KIX-S「If…」(1992年)
******
降り頻る雨音が
ひっそりと耳を打つの
走りゆく車の度に
あなたと願うの
どんな人の誘いにでも
乗れるほど一人きり
いつまでたっても慣れないわ
もし"SAYONARA"告げたなら
あなた変わるかしら?
過ぎ去った夢ねだるから
そっとドア開けて
"二人なら"
そう周りがひやかすときもあった
誰よりもその言葉に酔いしれた私なのに
長い髪をほどいた時
季節も変えてゆける
取れない電話が鳴ってても
もし"SAYONARA"告げてても
何も変わらないね
逃げるつもりもないけど
夢見たいから
「美しい想い出」と人は皆言うけれど
私の時はまだ追いつかない
もし"SAYONARA"告げたなら
あなた変わるかしら?
過ぎ去った夢ねだっても届かないから
もし"SAYONARA"告げてても
何も変わらないね
逃げるつもりもないけど
夢見たいから
******
作詞は浜口司さん。
降り頻る雨音が
ひっそりと耳を打つの
走りゆく車の度に
あなたと願うの
静寂の夜に、雨音だけが響いている。
いつもなら、煩わしいだけの車の音にさえ、愛しい人の影を求めてしまう。
どんな人の誘いにでも
乗れるほど一人きり
いつまでたっても慣れないわ
愛しい人の気持ちを掴めぬまま、無為に時だけが流れていく。

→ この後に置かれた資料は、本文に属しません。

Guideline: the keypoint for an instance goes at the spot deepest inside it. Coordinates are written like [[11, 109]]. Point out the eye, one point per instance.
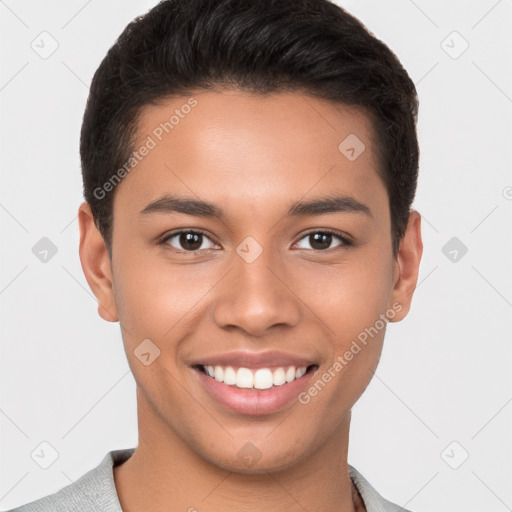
[[321, 240], [189, 241]]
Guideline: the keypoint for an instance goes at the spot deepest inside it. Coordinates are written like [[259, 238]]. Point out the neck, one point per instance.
[[163, 471]]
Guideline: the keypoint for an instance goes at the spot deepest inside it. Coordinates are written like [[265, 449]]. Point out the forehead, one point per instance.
[[228, 145]]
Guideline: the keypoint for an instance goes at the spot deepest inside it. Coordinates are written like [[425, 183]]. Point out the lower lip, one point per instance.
[[254, 402]]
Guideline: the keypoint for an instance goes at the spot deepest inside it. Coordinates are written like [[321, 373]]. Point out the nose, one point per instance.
[[257, 296]]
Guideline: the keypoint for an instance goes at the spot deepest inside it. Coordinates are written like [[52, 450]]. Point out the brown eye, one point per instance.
[[186, 241], [322, 240]]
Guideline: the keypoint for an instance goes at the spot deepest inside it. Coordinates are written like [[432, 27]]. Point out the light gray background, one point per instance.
[[445, 372]]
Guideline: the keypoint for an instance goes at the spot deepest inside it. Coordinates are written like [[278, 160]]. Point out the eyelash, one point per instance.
[[346, 242]]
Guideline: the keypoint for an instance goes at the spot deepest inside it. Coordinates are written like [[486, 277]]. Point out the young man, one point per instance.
[[249, 170]]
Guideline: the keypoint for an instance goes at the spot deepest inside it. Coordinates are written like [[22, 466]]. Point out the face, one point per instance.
[[253, 236]]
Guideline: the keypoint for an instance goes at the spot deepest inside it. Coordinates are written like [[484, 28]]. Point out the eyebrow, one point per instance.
[[318, 206]]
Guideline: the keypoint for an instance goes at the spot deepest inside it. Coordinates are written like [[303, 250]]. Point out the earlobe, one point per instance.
[[96, 264], [407, 266]]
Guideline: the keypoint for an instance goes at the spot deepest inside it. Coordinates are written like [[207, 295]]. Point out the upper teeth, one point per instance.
[[262, 378]]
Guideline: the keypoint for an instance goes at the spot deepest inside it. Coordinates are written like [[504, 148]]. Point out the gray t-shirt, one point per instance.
[[96, 491]]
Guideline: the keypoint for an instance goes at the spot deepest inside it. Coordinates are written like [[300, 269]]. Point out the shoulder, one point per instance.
[[93, 491], [373, 501]]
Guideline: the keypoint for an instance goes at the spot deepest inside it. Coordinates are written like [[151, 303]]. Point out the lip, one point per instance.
[[254, 360], [253, 402]]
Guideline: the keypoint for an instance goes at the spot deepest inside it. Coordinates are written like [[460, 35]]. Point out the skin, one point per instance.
[[253, 156]]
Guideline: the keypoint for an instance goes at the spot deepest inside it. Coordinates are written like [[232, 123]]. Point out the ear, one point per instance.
[[407, 266], [96, 264]]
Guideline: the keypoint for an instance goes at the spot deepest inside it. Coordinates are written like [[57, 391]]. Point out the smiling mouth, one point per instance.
[[256, 378]]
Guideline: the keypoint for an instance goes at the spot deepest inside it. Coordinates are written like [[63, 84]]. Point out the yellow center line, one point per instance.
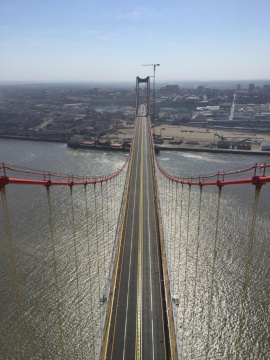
[[139, 287]]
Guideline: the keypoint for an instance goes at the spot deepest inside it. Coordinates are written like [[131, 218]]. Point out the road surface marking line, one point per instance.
[[132, 235], [139, 287], [149, 253]]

孤独が身にしみる。一人に慣れない自分。
もし"SAYONARA"告げたなら
あなた変わるかしら?
過ぎ去った夢ねだるから
そっとドア開けて
SAYONARAは最終兵器。
引き止めてくれなければ、そこでおしまい。
使いたくなんかないけれど、孤独に晒される今を変える為には、そういう選択肢もありかもしれない。
「美しい想い出」と人は皆言うけれど
私の時はまだ追いつかない
美しい想い出という響きは良さげだけど、所詮は他人事なんでしょ?美化してみたところで、過去は帰ってこない。自分の中では、これは、過去なんかじゃない現実問題なんだから。
もしも、別れを切り出したら、相手は変わってくれるのだろうか。
これは、大きなリスクです。
しかし、そんな賭けをしなければならないほど、今の孤独は辛いものなのでしょう。
もしもの先にあるもの。
見たいようで、見るのが怖い。まるで、パンドラの箱みたい。